If we take breaks and renew ourselves before we get tired, we will tend to enjoy our work more and find more creativity because when you move the body, you move the brain.
What I usually do is set a pomodoro timer — working for 26 minutes, and resting for 4minutes.
On a regular basis (e.g. every 25–50 minutes) get up! Move around. You’ll find new ideas coming to you with less mental effort.
If you haven’t been producing as much work as you’d like to, or if you’re not working joyfully, then I recommend that you give this philosophy a try.
Be strict with showing up on time for your own work, no matter what.
No matter how you feel, just get started.
Be lenient (not self-judging) about the results of your work, knowing that it’ll get better over time.
Be “gently strict” about the whole process, continuing to bring your attention back to the planned work.

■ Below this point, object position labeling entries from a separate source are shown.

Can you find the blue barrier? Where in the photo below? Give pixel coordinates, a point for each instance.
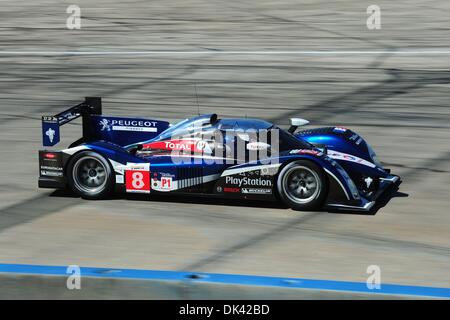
(250, 280)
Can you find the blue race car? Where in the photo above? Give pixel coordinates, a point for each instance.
(232, 158)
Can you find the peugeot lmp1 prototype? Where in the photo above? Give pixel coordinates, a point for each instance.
(308, 169)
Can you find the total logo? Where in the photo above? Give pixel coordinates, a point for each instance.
(246, 181)
(127, 125)
(179, 145)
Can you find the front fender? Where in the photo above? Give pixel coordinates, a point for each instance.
(341, 185)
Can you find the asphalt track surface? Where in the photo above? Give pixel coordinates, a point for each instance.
(395, 95)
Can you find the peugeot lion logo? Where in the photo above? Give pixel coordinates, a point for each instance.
(50, 133)
(105, 125)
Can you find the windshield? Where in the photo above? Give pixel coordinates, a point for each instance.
(185, 127)
(287, 141)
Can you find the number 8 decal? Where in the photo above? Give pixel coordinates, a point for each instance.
(138, 179)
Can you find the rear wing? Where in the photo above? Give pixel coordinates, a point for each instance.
(51, 124)
(122, 131)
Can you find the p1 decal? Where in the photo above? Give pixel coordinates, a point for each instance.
(137, 178)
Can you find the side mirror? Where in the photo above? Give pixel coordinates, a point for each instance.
(297, 122)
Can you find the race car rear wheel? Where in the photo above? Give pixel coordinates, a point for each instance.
(90, 175)
(302, 185)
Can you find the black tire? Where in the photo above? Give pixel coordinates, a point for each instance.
(90, 175)
(303, 185)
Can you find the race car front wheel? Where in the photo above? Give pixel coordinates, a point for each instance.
(90, 175)
(302, 185)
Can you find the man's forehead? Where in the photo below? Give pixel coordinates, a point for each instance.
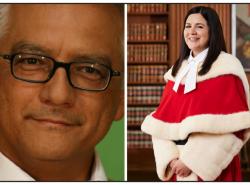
(83, 9)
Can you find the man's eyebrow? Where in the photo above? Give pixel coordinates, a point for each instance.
(102, 59)
(23, 46)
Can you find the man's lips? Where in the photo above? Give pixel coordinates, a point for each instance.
(54, 121)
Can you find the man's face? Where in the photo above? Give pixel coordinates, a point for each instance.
(54, 121)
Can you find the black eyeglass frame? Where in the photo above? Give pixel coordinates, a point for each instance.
(56, 65)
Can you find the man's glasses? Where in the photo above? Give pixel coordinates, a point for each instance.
(86, 75)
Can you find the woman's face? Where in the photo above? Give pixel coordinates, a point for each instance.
(196, 33)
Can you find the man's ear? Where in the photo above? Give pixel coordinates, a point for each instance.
(120, 109)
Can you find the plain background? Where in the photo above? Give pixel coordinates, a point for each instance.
(111, 151)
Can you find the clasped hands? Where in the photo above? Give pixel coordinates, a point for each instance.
(179, 168)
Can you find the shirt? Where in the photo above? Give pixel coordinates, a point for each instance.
(9, 171)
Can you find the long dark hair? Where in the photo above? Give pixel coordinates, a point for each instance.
(216, 39)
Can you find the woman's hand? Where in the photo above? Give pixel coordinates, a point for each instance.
(179, 168)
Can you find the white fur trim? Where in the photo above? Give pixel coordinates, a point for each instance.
(224, 64)
(165, 151)
(208, 154)
(205, 123)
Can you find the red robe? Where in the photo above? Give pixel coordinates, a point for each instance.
(214, 117)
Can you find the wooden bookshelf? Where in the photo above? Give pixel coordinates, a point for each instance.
(147, 62)
(141, 164)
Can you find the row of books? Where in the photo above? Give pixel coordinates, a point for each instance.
(147, 52)
(147, 32)
(144, 94)
(146, 73)
(136, 115)
(138, 139)
(147, 8)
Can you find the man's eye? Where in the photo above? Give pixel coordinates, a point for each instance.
(30, 61)
(90, 70)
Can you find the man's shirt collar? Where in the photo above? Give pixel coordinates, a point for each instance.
(9, 171)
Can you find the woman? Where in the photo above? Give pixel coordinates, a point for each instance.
(203, 119)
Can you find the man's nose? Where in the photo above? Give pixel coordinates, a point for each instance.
(58, 91)
(192, 30)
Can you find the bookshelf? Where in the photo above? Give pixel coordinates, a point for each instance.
(147, 62)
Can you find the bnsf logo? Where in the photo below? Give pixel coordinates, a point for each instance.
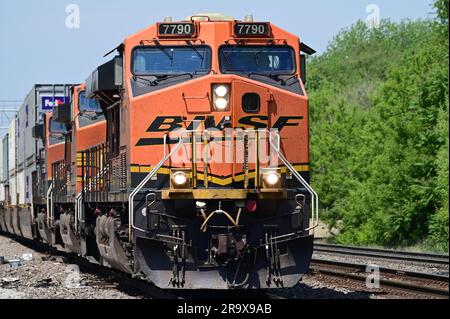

Be strict also about taking breaks!
Since this blog post was published, I’ve received some comments that you might find encouraging too:
“I was struggling to complete the course. After discovering this philosophy, I decided to be strict about showing up to study every morning, even if it was for just 15 minutes, and lenient with understanding and completion.When I felt like blowing off the studying and getting straight to work, I would repeat the mantra “strict about showing up-lenient with the results.” As progress occurred, it inspired me to keep going, and here I am three weeks later with this course completed and under my belt! I am feeling such a sense of relief and accomplishment.” — Joanne Diepenheim from this comment.
“Gentle persistence. It leaves less space for resistance. And allows creative flow.”
— Arlene O’Reilly from this comment.
I hope you will also try out this philosophy, and let me know how it goes for you!